Dutch architecture firm OMA is to transform a set of four warehouses on Dubai's Alserkal Avenue into a multi-purpose venue for cultural events.
The new space, which is expected to open later this year, will be OMA's first ever built project in Dubai.
The project aims to provide the Alserkal Avenue area with a location to host large-scale public events, art exhibitions, performances and conferences.
The building's entrance will feature full-height transparent sliding doors, echoing the firm's design for the Garage Museum of Contemporary Art in Moscow, completed last year.

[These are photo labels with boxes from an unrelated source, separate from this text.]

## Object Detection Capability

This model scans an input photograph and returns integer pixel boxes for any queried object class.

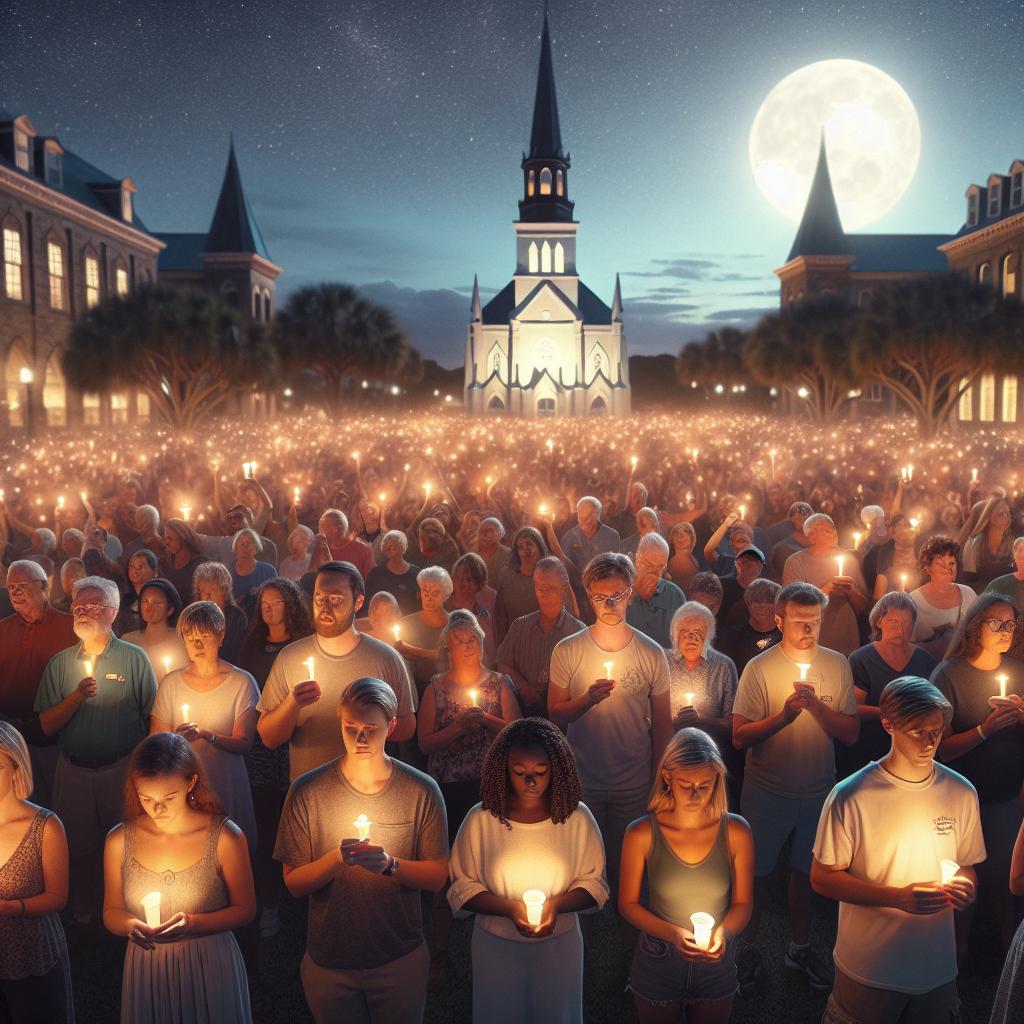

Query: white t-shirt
[551,629,669,792]
[814,761,985,995]
[732,644,857,800]
[449,804,608,942]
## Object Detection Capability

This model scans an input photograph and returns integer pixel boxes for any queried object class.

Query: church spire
[205,136,270,260]
[786,129,849,262]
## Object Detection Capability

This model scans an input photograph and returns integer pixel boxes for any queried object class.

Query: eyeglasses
[587,587,633,608]
[982,618,1017,633]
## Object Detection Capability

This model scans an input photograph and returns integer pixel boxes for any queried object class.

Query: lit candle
[690,910,715,949]
[142,893,160,928]
[522,889,548,928]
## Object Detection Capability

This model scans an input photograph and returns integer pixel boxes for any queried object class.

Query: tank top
[647,814,732,929]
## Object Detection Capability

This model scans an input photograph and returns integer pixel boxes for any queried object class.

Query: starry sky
[0,0,1024,366]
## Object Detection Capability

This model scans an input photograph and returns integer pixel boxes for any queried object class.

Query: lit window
[85,256,99,309]
[46,242,65,309]
[1002,377,1017,423]
[3,227,22,299]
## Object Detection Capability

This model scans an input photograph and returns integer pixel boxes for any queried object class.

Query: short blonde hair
[0,721,35,800]
[647,729,729,818]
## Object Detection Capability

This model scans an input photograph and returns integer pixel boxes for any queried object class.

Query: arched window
[541,242,551,273]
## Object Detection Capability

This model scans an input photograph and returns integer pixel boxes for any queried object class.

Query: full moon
[750,60,921,230]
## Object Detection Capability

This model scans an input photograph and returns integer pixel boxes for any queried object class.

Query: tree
[274,283,423,415]
[743,295,861,423]
[854,273,1024,437]
[61,285,275,429]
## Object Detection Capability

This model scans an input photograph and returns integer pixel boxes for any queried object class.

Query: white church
[465,14,630,418]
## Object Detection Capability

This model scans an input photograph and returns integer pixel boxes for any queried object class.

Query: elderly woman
[121,578,188,681]
[279,523,313,583]
[230,526,278,618]
[417,606,522,979]
[367,529,419,615]
[910,537,978,659]
[839,591,936,774]
[188,562,249,665]
[150,601,259,850]
[932,594,1024,956]
[495,526,548,643]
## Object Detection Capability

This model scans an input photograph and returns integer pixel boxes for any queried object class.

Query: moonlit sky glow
[0,0,1024,366]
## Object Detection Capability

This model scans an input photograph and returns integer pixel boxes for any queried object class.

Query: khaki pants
[300,942,430,1024]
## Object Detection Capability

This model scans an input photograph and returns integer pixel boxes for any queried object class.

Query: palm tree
[274,283,422,416]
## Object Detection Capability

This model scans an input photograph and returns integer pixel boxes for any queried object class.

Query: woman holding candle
[103,732,256,1024]
[449,718,608,1024]
[931,594,1024,958]
[150,601,259,849]
[0,722,75,1024]
[618,729,754,1024]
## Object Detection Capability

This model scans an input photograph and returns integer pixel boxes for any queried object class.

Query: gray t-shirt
[273,759,449,971]
[732,644,857,800]
[256,633,416,780]
[551,629,669,793]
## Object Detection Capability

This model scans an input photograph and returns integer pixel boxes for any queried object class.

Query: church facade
[465,14,630,419]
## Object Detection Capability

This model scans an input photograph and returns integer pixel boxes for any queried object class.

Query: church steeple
[519,10,572,222]
[786,130,848,262]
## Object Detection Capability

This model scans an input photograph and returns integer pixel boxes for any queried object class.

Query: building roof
[206,140,270,260]
[786,132,849,263]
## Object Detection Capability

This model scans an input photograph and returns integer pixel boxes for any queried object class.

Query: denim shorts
[630,932,736,1004]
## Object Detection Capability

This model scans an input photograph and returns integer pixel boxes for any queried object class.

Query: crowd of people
[0,416,1024,1024]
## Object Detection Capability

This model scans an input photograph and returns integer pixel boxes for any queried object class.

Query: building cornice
[0,167,167,256]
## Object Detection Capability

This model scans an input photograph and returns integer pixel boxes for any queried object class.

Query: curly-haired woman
[449,718,608,1024]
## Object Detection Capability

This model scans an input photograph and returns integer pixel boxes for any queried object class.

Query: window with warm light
[3,227,22,299]
[46,242,65,309]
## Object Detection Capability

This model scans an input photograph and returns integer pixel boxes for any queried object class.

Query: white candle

OMA is also using a huge sliding door for The Factory theatre and Arts venue in Glasgow, Scotland.
The rest of the existing exterior shell of the Alserkal Avenue project will be wrapped with a spray-on concrete.
Inside, four eight-metre-high moveable walls will rotate and slide to allow for different configurations depending on the type of event.
OMA were brought on board to design the space in order to provide the area with a "home" for cultural events and to encourage more creative talent to gravitate towards the avenue.
"We selected OMA to design our new project space because they share our commitment to bold ideas and experimentation," said Abdelmonem Bin Eisa Alserkal, Founder of Alserkal Avenue.
"Their design provides us with a new home for arts and culture programming, and enables us to take even greater risks as we look towards the future," he added.
Alserkal Avenue is located in the Al Quoz neighbourhood, which is becoming one of the region's foremost arts and culture districts.
Since the avenue was established in 2007, it has become home to a community of contemporary art galleries and alternative art spaces, as well as design, media and industrial studios.
"We are witnessing growing demand from the international art scene within the regional arts landscape," said director of Alserkal Avenue Vilma Jurkute. "Alserkal Avenue has always pushed the potential for the art scene; the space will offer a new opportunity to facilitate a closer dialogue between east and west while strengthening the infrastructure for the arts locally."
The United Arab Emirates city is currently undergoing a wave of development following its recovery from the 2008 financial crisis, and in the space of three years has started two annual trade fairs, opened a dedicated design district and hosted its inaugural design week.
Cyril Zammit, director of design for Art Dubai – the organisation that has spearheaded the series of new design fairs and festivals in the city – has ambitious plans to make the design week bigger than its equivalent in London by the time Dubai hosts the 2020 Expo, less than five years away.
"Dubai Design Week is a response to an increasing presence and role of design in the city, as part of a wider cultural development," said Zammit.
OMA is the latest in a string of leading architects to design a building in Dubai, with others including Zaha Hadid, Jean Nouvel, and UNStudio.
The firm is also working on a new department store that will occupy a converted Venice palazzo, and is transforming a 19th-century structure in Paris into a gallery and art studio for department store Galeries Lafayette.